After two days down for Wall Street, the market bounced back but it wasn’t a big bounce with some economic news slightly disappointing investors.
Technical people were impressed that the S&P 500 did not even look like going through 875, which is an important resistance level.
On the economics front, initial jobless claims rose by 32,000 last week to 637,000. The analysts were tipping it to go to 610,000. Belief in the recovery won’t solidify until the jobs number improves significantly.
Against this, Wal-Mart reported first-quarter earnings in-line with expectations, which is a good sign given how significant this retail outfit is.
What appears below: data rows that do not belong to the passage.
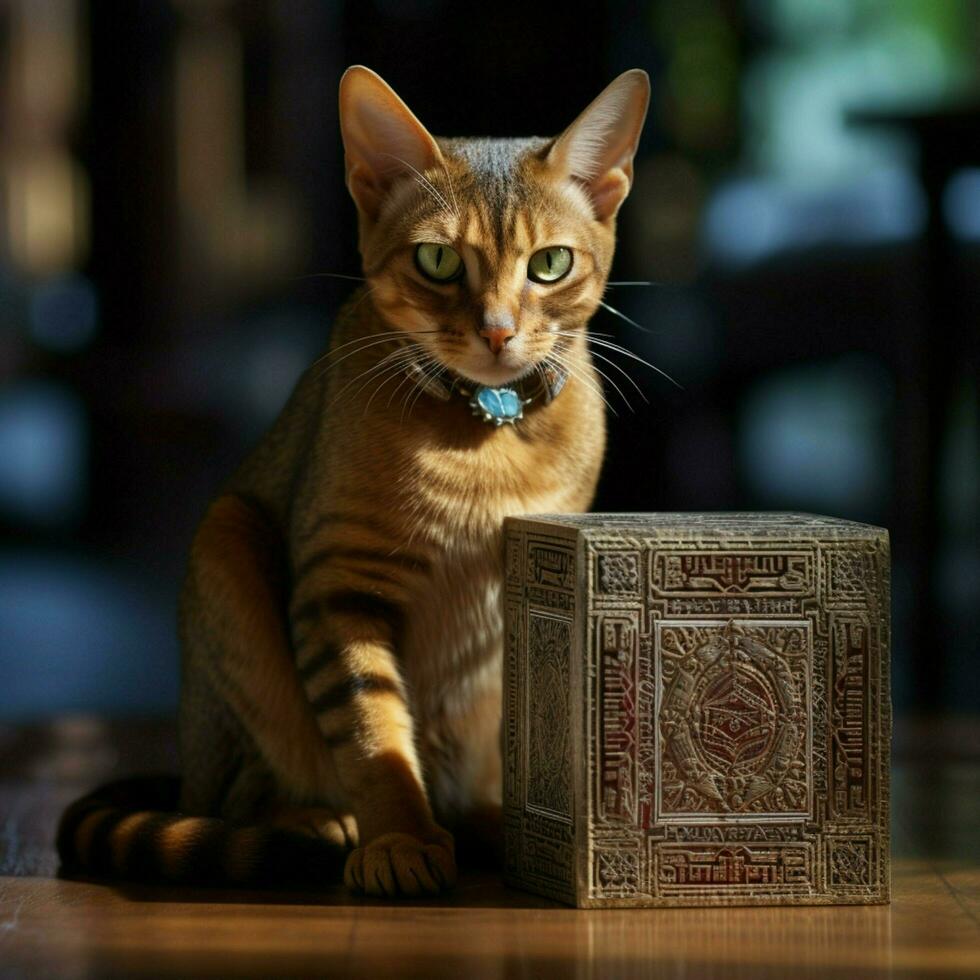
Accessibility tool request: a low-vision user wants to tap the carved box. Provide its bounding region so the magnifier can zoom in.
[504,514,891,907]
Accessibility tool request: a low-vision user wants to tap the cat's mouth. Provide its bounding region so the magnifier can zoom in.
[449,360,538,388]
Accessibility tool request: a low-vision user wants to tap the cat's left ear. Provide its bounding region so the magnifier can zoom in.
[547,68,650,221]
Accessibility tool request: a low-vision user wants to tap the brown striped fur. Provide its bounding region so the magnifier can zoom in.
[61,67,649,896]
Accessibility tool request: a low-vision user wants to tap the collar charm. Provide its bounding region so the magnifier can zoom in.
[470,385,532,428]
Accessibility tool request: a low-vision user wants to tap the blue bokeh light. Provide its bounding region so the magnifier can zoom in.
[0,381,88,526]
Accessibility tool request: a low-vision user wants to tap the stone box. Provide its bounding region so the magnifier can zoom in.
[504,513,891,908]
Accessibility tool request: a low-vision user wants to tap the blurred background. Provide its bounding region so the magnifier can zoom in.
[0,0,980,720]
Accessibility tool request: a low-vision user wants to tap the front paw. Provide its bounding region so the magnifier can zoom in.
[344,831,456,898]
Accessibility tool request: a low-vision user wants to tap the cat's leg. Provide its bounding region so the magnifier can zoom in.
[292,596,456,896]
[181,495,336,817]
[262,804,358,850]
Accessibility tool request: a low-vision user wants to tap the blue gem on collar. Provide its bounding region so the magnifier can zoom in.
[470,385,531,426]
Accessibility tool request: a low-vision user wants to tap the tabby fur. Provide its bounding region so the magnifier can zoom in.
[59,67,649,896]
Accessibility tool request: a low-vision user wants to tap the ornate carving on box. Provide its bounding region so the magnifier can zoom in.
[525,612,572,820]
[657,620,811,820]
[504,514,891,906]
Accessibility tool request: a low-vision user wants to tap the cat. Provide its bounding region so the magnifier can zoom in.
[59,66,649,897]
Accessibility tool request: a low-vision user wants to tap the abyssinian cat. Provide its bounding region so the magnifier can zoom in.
[59,67,649,896]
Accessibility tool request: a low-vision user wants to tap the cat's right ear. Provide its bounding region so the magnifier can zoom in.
[340,65,442,221]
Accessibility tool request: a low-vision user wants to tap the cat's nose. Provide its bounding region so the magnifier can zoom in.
[480,327,516,354]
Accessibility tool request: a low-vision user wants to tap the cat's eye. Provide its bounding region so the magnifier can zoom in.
[415,242,463,282]
[527,245,572,282]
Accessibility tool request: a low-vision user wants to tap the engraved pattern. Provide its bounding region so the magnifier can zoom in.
[659,620,809,817]
[593,845,640,898]
[527,613,572,818]
[505,514,891,907]
[599,553,640,595]
[828,837,873,893]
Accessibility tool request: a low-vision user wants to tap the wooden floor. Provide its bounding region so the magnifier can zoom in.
[0,720,980,980]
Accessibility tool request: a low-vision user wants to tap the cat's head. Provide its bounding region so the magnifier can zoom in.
[340,66,650,385]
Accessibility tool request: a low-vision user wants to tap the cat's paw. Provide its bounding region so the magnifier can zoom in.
[344,831,456,898]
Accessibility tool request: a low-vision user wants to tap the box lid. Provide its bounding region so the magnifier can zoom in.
[508,511,888,540]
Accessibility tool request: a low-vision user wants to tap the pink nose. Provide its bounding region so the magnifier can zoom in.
[480,327,515,354]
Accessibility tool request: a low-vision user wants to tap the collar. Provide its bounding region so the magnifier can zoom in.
[405,364,568,428]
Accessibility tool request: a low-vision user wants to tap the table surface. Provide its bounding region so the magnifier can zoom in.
[0,719,980,980]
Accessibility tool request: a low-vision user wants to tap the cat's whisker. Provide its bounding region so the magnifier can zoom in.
[442,163,460,219]
[551,330,650,405]
[358,357,432,415]
[314,330,439,379]
[402,363,442,421]
[599,299,653,333]
[292,272,367,282]
[382,153,459,218]
[545,348,619,417]
[310,330,405,367]
[576,340,684,391]
[385,351,438,408]
[591,350,650,405]
[385,356,430,408]
[351,345,428,412]
[330,342,426,407]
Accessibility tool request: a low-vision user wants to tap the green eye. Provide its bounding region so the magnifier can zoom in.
[527,245,572,282]
[415,242,463,282]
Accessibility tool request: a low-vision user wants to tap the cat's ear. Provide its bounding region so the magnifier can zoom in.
[548,68,650,221]
[340,65,442,221]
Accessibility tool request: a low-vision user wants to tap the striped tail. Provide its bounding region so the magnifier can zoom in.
[57,776,347,887]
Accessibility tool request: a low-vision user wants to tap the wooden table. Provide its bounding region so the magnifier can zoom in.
[0,719,980,980]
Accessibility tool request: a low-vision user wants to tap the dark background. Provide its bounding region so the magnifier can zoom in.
[0,0,980,719]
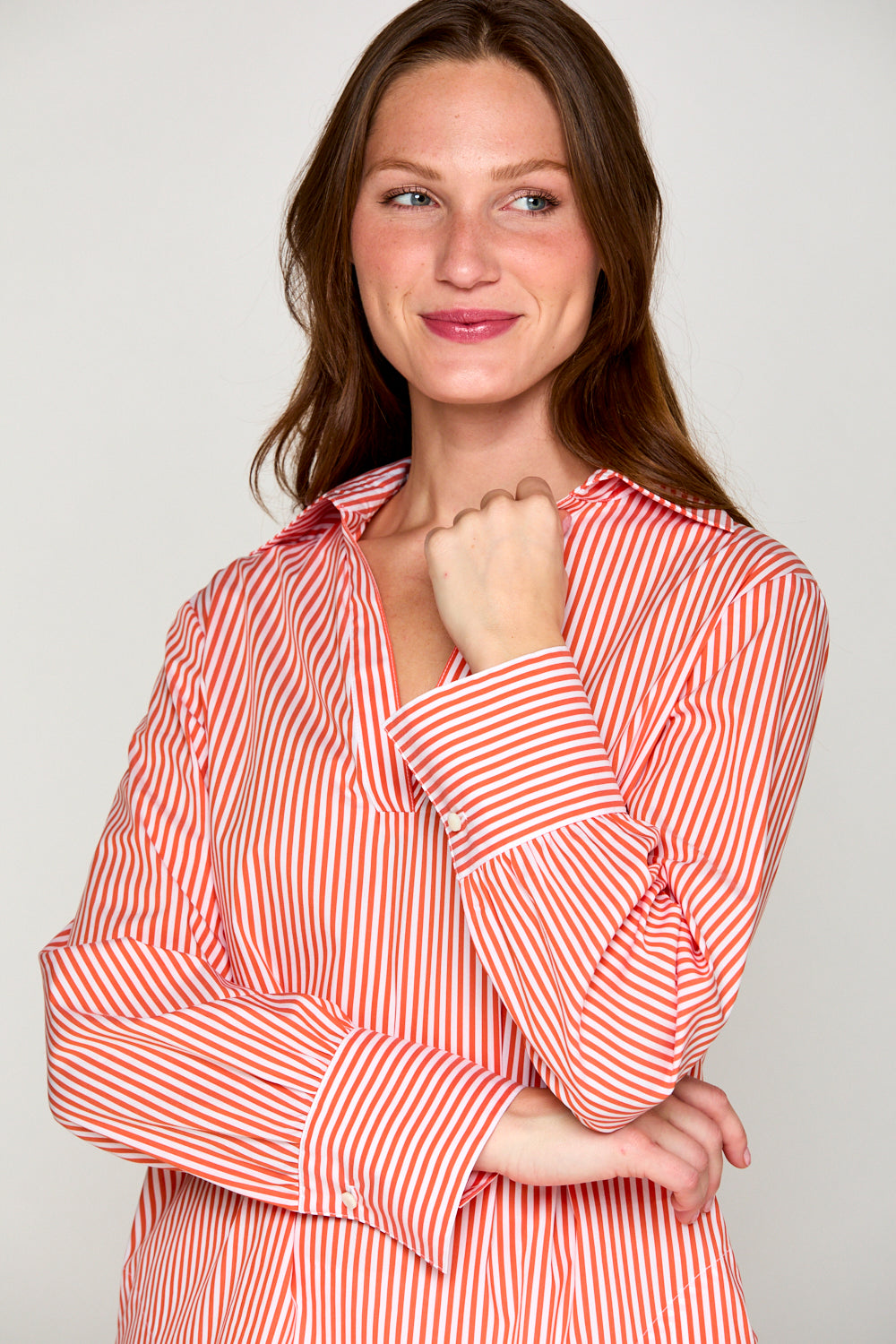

Another negative for the market was Chrysler, which revealed it would close 25% of its dealerships. This will have a jobs effect, which will affect the recovery.
Locally the housing sector is responding to Government stimulus. Rob Mellor of BIS Shrapnel says a housing comeback is the first stage of a broader economic recovery. This is from Craig James at CommSec: “[Yesterday] we saw new lending commitments soared by 12.9% in March, the third gain in lending in four months and the strongest increase in 21 months. Commercial lending went up by over 20% in March. Housing lending lifted over 7% in March with loans to build new homes at record highs. Loans to buy blocks of land also hit record highs with renovation loans near three-year highs.”
The Oz dollar is up to 76.02 and continues to track Wall Street.